Show that $d$ is continuous on $M \times M$, where $M \times M$ is supplied with "the" product metric (referring to any one of $d_1$, $d_2$, or $d_\infty$). This says that $d$ is jointly continuous, that is, continuous as a function of two variables. [Hint: if $x_n \to x$ and $y_n \to y$, show that $d(x_n, y_n) \to d(x, y)$]
I don't completely understand this question. Using the hint provided by Carothers, I came up with the following proof:
Choose a point $q = (x, y)\in M \times M$ along with convergent sequences $x_n, y_n \in M$ where $x_n \to x$ and $y_n \to y$. Setting $N$ sufficiently high so that $|x_n - x|$ and $|y_n - y|$ are less than $ \epsilon/2$ for all $n\geq N$, we find that the distance between $q$ and $q_n = (x_n, y_n)$ is $$d^p(q_n, q) = (|x_n - x|^p + |y_n - y|^p)^{1/p} < \epsilon \text{ for all }n \geq N\\ \text{or equivalently, that }d(x_n, y_n) \to d(x, y)$$
Where I'm having trouble is in understanding how this maps onto the definition of continuity using pre-images, i.e., $B_\delta^d(x) \subset f^{-1}(B_\epsilon^\rho(f(x))$.

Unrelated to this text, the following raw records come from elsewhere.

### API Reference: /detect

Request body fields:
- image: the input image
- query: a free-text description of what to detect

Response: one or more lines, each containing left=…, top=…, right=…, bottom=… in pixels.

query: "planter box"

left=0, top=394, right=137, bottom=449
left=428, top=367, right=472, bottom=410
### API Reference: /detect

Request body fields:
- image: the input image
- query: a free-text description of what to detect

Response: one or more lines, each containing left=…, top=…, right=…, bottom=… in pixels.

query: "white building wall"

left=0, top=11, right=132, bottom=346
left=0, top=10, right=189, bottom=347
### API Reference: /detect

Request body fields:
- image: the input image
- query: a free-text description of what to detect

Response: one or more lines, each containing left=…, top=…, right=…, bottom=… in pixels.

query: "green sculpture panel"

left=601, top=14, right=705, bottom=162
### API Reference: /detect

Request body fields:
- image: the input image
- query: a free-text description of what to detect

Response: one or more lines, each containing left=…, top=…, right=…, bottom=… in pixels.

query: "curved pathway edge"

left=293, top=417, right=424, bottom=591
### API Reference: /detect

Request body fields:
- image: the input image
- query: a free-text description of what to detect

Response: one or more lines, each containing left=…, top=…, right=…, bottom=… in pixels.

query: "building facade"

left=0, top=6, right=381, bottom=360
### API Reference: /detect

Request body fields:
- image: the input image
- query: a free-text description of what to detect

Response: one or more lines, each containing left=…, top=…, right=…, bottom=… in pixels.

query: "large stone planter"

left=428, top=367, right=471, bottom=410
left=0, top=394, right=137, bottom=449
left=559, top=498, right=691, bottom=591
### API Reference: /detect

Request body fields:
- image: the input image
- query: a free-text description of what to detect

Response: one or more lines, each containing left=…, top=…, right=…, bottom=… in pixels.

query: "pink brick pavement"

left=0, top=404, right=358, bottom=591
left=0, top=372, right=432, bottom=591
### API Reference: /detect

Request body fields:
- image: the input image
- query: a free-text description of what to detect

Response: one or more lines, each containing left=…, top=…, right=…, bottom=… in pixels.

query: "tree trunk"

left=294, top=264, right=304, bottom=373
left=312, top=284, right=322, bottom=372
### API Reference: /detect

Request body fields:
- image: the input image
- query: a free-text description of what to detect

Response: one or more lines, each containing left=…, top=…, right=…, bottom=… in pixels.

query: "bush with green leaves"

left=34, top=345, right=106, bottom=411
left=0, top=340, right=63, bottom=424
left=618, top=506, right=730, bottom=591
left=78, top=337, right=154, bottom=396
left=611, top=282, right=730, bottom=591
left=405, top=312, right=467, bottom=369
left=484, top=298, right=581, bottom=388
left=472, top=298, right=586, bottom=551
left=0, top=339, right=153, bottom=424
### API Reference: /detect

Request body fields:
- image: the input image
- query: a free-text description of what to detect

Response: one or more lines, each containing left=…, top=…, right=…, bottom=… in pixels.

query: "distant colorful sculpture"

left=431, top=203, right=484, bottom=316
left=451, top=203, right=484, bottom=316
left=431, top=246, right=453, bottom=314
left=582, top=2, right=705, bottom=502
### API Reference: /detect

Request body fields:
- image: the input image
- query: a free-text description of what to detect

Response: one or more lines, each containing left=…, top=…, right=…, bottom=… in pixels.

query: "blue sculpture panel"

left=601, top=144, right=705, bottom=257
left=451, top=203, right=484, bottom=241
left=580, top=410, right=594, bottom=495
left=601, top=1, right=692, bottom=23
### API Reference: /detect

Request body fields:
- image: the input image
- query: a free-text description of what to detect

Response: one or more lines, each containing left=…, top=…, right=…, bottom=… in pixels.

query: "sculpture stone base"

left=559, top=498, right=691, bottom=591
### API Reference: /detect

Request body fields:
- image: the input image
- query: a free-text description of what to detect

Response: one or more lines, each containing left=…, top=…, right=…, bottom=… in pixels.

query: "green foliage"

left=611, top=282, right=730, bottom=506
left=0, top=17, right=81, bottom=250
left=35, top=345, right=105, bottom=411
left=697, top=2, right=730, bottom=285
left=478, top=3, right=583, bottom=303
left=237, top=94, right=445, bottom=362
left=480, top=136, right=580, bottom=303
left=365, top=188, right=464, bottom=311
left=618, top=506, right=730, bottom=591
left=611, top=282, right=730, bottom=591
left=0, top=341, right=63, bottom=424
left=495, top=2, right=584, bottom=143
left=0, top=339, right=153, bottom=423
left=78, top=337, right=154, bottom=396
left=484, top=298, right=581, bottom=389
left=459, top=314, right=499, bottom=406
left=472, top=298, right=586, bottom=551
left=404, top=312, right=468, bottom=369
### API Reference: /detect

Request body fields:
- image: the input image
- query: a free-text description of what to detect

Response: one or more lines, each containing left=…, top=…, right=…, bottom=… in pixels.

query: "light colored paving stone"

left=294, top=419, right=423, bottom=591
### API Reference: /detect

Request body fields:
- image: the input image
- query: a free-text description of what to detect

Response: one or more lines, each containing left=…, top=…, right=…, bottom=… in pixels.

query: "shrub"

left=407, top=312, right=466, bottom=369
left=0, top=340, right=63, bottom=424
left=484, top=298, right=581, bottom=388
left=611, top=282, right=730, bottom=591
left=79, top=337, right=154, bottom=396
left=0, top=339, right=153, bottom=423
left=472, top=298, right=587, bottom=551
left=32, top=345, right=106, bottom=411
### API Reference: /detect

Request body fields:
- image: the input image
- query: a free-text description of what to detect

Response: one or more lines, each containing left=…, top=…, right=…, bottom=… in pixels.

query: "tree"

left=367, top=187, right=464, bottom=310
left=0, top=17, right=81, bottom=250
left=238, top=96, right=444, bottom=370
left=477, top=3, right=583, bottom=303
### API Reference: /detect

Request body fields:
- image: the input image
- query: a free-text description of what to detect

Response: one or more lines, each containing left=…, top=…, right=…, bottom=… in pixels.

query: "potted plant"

If the distance function is the map $f: (M\times M, d) \to ([0, \infty), d)$, are we simply defining $f(q^i) = d(q^i, q)$ and then saying that points in the $\delta < \epsilon$ open neighborhood of $q$ in $M\times M$ are in the preimage of the open interval $[0, \epsilon)$ of $[0, \infty)?$
Edit: Just to clarify, I believe I understand the relationship between the sequential and topological definitions of continuity, but was confused over whether the question is asking me to establish the continuity of $d^p$ using the metric itself, i.e., whether I'm being asked to show that $d^p(B_\delta^{d_p}(q)) \subset B_\epsilon^{d_p}(d^p(q))$.